Is Aceclofenac + Thiocolchicoside Tablet available in multiple grades?
Yes — common grades include USP, EP, and JP. Verify grade suitability for your dosage form before purchase.
Does Aceclofenac + Thiocolchicoside Tablet require special storage?
It should be stored in a cool, dry place away from direct sunlight.
Is a Drug Master File (DMF) available for Aceclofenac + Thiocolchicoside Tablet?
Yes, a DMF is available for regulated markets upon request. It includes detailed quality, manufacturing, and stability data.
Can I request samples or a pilot batch of Aceclofenac + Thiocolchicoside Tablet?
Yes — pilot batches or samples can be arranged for R&D, stability studies, or formulation trials.

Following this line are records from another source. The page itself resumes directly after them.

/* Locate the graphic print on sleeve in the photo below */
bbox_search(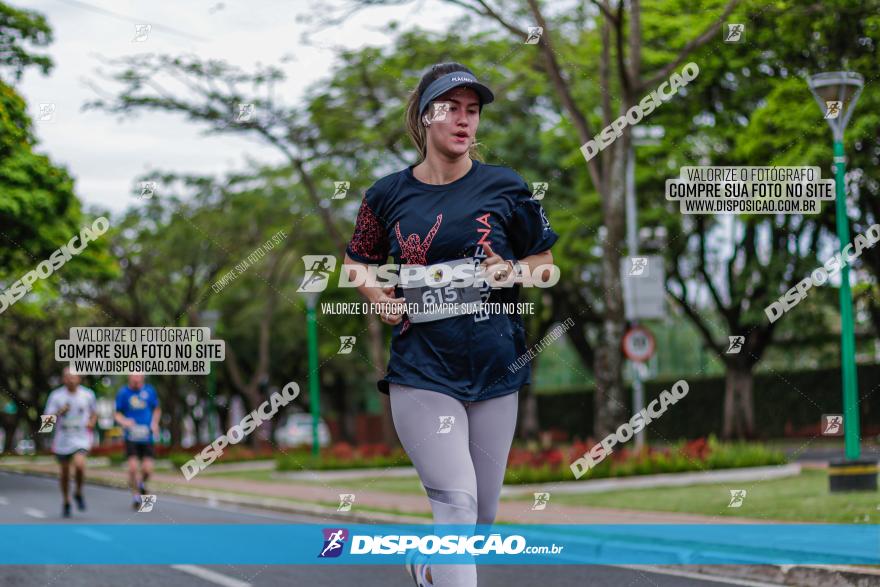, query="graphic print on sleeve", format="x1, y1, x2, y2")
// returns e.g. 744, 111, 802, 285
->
348, 160, 559, 401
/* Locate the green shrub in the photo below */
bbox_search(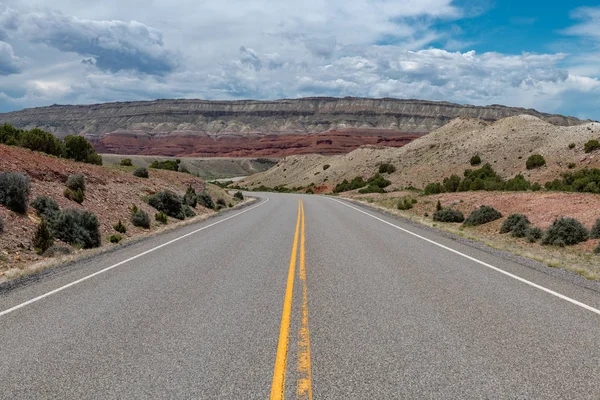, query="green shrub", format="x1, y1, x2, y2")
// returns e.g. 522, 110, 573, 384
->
31, 196, 60, 221
150, 160, 179, 171
65, 174, 85, 192
19, 128, 64, 157
108, 233, 123, 243
154, 211, 169, 225
465, 206, 502, 226
397, 196, 417, 210
133, 167, 148, 178
183, 185, 198, 207
542, 217, 590, 246
590, 218, 600, 239
333, 176, 367, 193
32, 218, 54, 254
148, 190, 185, 219
433, 208, 465, 222
198, 192, 215, 210
64, 135, 102, 165
181, 204, 196, 218
423, 182, 444, 196
358, 184, 385, 194
131, 204, 150, 229
504, 174, 531, 192
500, 214, 531, 237
113, 220, 127, 233
379, 163, 396, 174
0, 172, 31, 214
0, 124, 24, 146
583, 139, 600, 153
525, 226, 544, 243
63, 188, 84, 204
469, 155, 481, 166
442, 175, 460, 193
525, 154, 546, 169
51, 209, 100, 249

MOQ may vary based on region and regulatory scope.
What compliance certificates are available for Aceclofenac + Thiocolchicoside Tablet?
Available documentation may include GMP, ISO 9001, ISO 14001, and ICH Q7 certificates, along with CoA, TDS, and stability data.
Is Aceclofenac + Thiocolchicoside Tablet suitable for regulated markets like US/EU?
Yes — compliant with EU/US/WHO GMP standards and available with regulatory support documentation for filings.
Can Aceclofenac + Thiocolchicoside Tablet be used in fixed-dose combinations?
Yes — many formulations support inclusion in FDCs. Compatibility studies and formulation consultation are available on request.
Advertise on PharmaTradZ
Reach verified pharma buyers, suppliers & decision makers worldwide.
Explore Pharma Investment Opportunities
Connect with partners, startups & ventures driving the future of pharma.